The most savory soups included chicken bones and Chinese ham—as well as the pig skin. This technique produces a more complex flavorful broth. Some recipes take it a step further adding further flavor enhancers like: shitaki mushrooms, xaio xing, white pepper, and even fish sauce.
Chinese cured ham is very salty and and dry. Since it is cured raw you should always cook it very well before consuming. Smithfield country ham is an expensive substitute. Although several sites said that it is illegal to import it to the US, one of my local Chinese markets carried it. In Chinese recipes, it is usually used as a flavoring, rather than the main meat in a dish.
Karl’s Xiao Long Bao (The Soup)
½ lb. pork skin
1 lb. chicken skin and bones
2 oz. Chinese cured ham
4 cups water
2 green onions
1½ in. piece of ginger
1 cloves garlic, smashed
2 Tbs. soy sauce
2 Tbs. xaio xing rice wine
White pepper, ground, to taste
Kosher salt, to taste
1. Fill a medium pot with water and bring it to a boil.
2. Put the pig skin in the pot and boil it vigorously for 5 minutes.
3. Put the chicken pieces on a lipped baking sheet and broil the skin and bones until well browned on all sides.
Tip: Flip the pieces frequently, so that you do not burn any of the chicken bits.
4. Remove the pig skin and let it cool and scrub away any scum.
Tip: Dump out the water and scrub the pot, before using it again.
5. Cut all of the fat from the skin.
Tip: The first boil will have softened the half an inch of dense fat on the inside surface of the pig skin, making it easier to remove. If there is any meat on the fatty side of the skin, trim it free and return it to the pot.
Note: The skin will be about ⅜ of an inch thick after your remove the fat.
6. Return the skin to the pot, add the chicken scraps and Chinese ham.
7. Add 4 cups of water to the pot.
8. Cut the green onions into three parts and smash them with the flat of a clever.
Tip: Breaking the cell walls of the onions frees the juices.
9. Cut the knob of ginger in half lengthwise and smash the pieces with the clever.
Tip: Laying the semicircle of ginger with the cut side down and curved side up prevents it from sliding around as you smash the root.

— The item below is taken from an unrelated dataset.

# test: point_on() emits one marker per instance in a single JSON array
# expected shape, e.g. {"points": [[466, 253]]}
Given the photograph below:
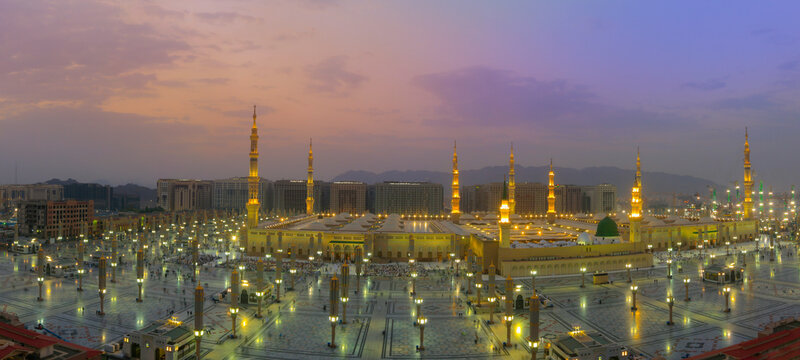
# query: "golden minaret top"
{"points": [[636, 191], [512, 203], [455, 203], [748, 179], [252, 180], [551, 195], [310, 181]]}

10. Add the green onions, ginger, garlic, soy sauce and wine to the pot.
11. Bring the pot to a boil, cover, and reduce the heat.
12. Simmer the soup for 30 minutes.
13. Remove the pig skin from the pot and slice it into small strips.
Tip: When the skin it raw it is very hard to slice it into small pieces. After it has cooked for a while it become much softer.
Note: You are trying to extract as much collagen/gelatin as you can from the skin. The more surface area that is exposed the faster you can free it.
14. Return the skin to the pot and continue simmering the soup for another 3 hours.
15. Strain the solids from the broth and season with pepper and salt to taste.
Tip: You should be left with about two cups of soup at this point.
Note: If you used fatty pork or chicken skin de-fat the broth—by letting the fat rise to top and then blot it up with some paper towels. A little fat is flavor, but you do not want greasy dumplings. Also, if you wish, you may recover and mince the Chinese ham very finely to add to the dumpling filling.
16. Pour the soup into a shallow pan and cover it with plastic wrap.
17. Refrigerate the soup until it has fully set, at least two hours.
Tip: Over night is better.
18. Cut the aspic into small pieces—about ¼ inch dice—and remove it from the pan.
Tip: Cover and refrigerate the soup until you are ready to add it to the filling.